While these results provide compelling evidence towards the ANN application, they are so far applicable to one surface type. It has been argued previously that these results can be extended to other surfaces due to the generic nature of ANN models, and forms an important potential characteristic for ANN chassis control. As such, this section presents the performance of the generic DANNSCO on-line controller on an unsealed surface.

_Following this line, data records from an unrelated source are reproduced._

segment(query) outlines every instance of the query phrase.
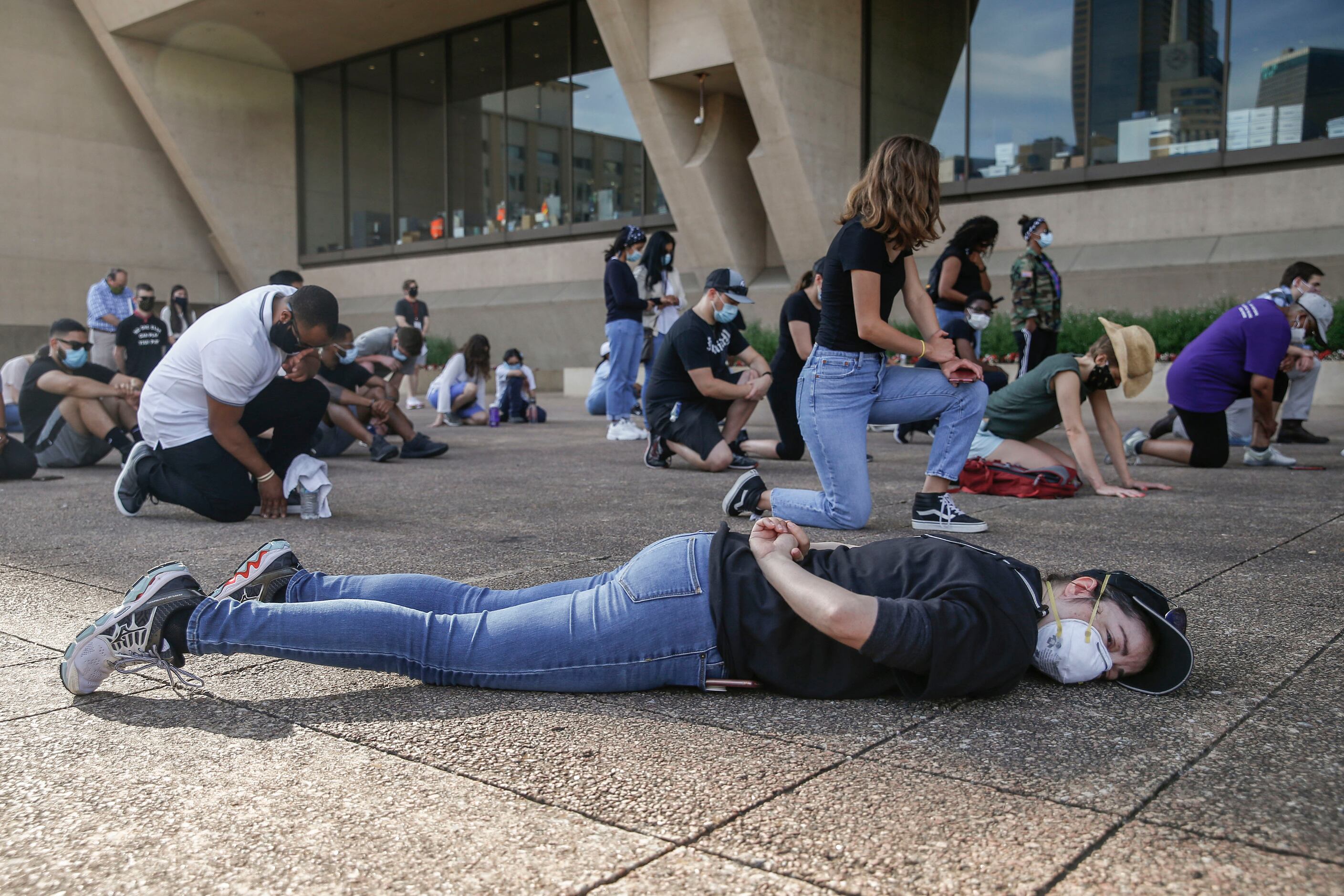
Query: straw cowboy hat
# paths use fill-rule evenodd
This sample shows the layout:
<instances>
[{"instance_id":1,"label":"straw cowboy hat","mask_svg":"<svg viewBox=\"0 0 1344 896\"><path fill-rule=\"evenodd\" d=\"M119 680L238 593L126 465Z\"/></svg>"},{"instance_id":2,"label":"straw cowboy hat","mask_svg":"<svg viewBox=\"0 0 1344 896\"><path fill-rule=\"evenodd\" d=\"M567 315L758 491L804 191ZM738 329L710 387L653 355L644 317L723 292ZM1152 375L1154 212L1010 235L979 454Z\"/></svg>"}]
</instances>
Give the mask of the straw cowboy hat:
<instances>
[{"instance_id":1,"label":"straw cowboy hat","mask_svg":"<svg viewBox=\"0 0 1344 896\"><path fill-rule=\"evenodd\" d=\"M1134 398L1153 379L1153 363L1157 360L1157 347L1148 330L1137 324L1121 326L1105 317L1098 317L1101 325L1110 337L1110 347L1116 351L1116 368L1120 371L1125 398Z\"/></svg>"}]
</instances>

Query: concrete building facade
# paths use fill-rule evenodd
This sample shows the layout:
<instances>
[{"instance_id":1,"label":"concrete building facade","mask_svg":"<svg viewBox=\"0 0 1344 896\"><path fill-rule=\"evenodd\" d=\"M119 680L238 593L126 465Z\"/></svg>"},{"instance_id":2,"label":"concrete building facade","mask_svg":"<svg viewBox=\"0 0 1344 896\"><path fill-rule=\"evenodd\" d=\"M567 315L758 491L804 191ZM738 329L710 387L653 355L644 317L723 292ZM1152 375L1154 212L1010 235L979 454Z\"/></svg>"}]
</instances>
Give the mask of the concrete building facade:
<instances>
[{"instance_id":1,"label":"concrete building facade","mask_svg":"<svg viewBox=\"0 0 1344 896\"><path fill-rule=\"evenodd\" d=\"M83 318L113 265L198 305L297 267L356 329L415 278L437 333L558 386L622 223L676 234L688 290L741 270L773 324L891 133L943 153L949 228L1000 220L999 294L1021 214L1073 308L1245 296L1297 258L1344 279L1344 122L1313 111L1344 85L1257 94L1344 23L1286 5L1318 50L1266 44L1267 1L0 0L0 349Z\"/></svg>"}]
</instances>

To complete the ANN evaluation on the unsealed surface, the DANNSCO model had to be re-trained for the new surface. In this way for instance, the ANN stability controller and
the ANN surface identification method could be utilised in combination to activate different DANNSCO controllers for different surfaces. Furthermore, this method of re- training for specific roads would also be directly applicable for racing applications and provide some insight into the possibilities of DANNSCO adaptive learning. It was decided that the amount of the ANN training data that was acquired should be small. By testing in this way it would be possible to not only evaluate the performance of the DANNSCO model, but to gain some insight into the potential of racecar and adaptive learning applications (which would both require good ANN generalisations to be made with minimal training data).
With this in mind, the ANN training data was acquired by driving the test vehicle along a 4.4km section of the test track at a variety of safe wheel slips. The newly trained ANN model was transported in the DANNSCO controller, and its abilities in unsealed pavement traction control evaluated by driving along the same stretch of road. The resultant logged data for a typical stretch of this road is shown in Figure 8.67.
Figure 8.67: DANNSCO performance for unsealed road section – 0 to 600m
The ANN predicted aim slips are much higher than for the wet cement case of the previous tests. Further, the throttle position seems to have a large effect on the aim slip (as in the previous case) even though it is not used to determine this value. This is a curious effect, and is either based on transient abilities of tyres to produce increased acceleration when quickly ramped from low slip to high slip (which may or may not be true), or problems with the ANN model in predicting aim slips from one extreme to another (which has been discussed previously). Of most importance, however, maximum longitudinal acceleration is realised only when the actual slip is similar to the ANN prediction of aim slip. Lower slips, in the order of the optimum values for wet cement, simply do not produce high
acceleration. This clearly shows that the ANN model has been able to model the new surface reasonably well, and with much greater performance than if the METC or DEMTC were used. The reason for this, and the properties of the surface, can be seen in Figure 8.68 to Figure 8.71.
Figure 8.68: Average slip and tyre long. accel. DANNSCO comparison for 2.5 to
7.5m/s on unsealed surface
Figure 8.69: Average slip and tyre long. accel. DANNSCO comparison for 7.5 to
12.5m/s on unsealed surface
Figure 8.70: Average slip and tyre long. accel. DANNSCO comparison for 12.5 to
17.5m/s on unsealed surface
Figure 8.71: Average slip and tyre long. accel. DANNSCO comparison for 17.5 to
22.5m/s on unsealed surface
The most obvious feature of these graphs is that the logged data provides no indication of the critical slip. In fact, the transition zone appears to extend indefinitely with no point where increased slip will result in decreased acceleration. This is typical of unsealed surfaces, which exhibit similar properties to the “loose sandy soil” slip/coefficient of friction curve provided in the theory (Figure 2.10). It is also why traditional traction controllers have a renowned lack of ability on dirt surfaces. As such, the ANN model
should be able to identify this, and place the aim slip at a high value. The training data, which only consists of comparably low slip values makes this difficult, however, because these conditions are not represented well. Nonetheless, the abilities of ANN to learn from incomplete data come into play here, with the ANN predictions of aim slips clearly exceeding the slips within the training set. This produces a significant level of uncertainty into the determination of aim slips, which is evident in the spread of optimum slips in the 6 to 12m/s range, but is not considered a problem because these values fall outside the actual driving conditions.
Even so, Figure 8.67 still shows that situations arise where the ANN predicts there is a relatively low optimal slip (of around 5m/s in this case). It is anticipated that this is because at high slips the tyre actually “digs” through the loose gravel and makes contact with the compacted dirt, which is a feature the ANN prediction would not be able to recognise until it started to happen. In this case, a critical slip would exist, and the ANN seems able to identify it. It cannot identify it at low slips however, because the ANN curve optimisation logic is based on the “if everything else is constant” principle (which would assume a loose sandy soil).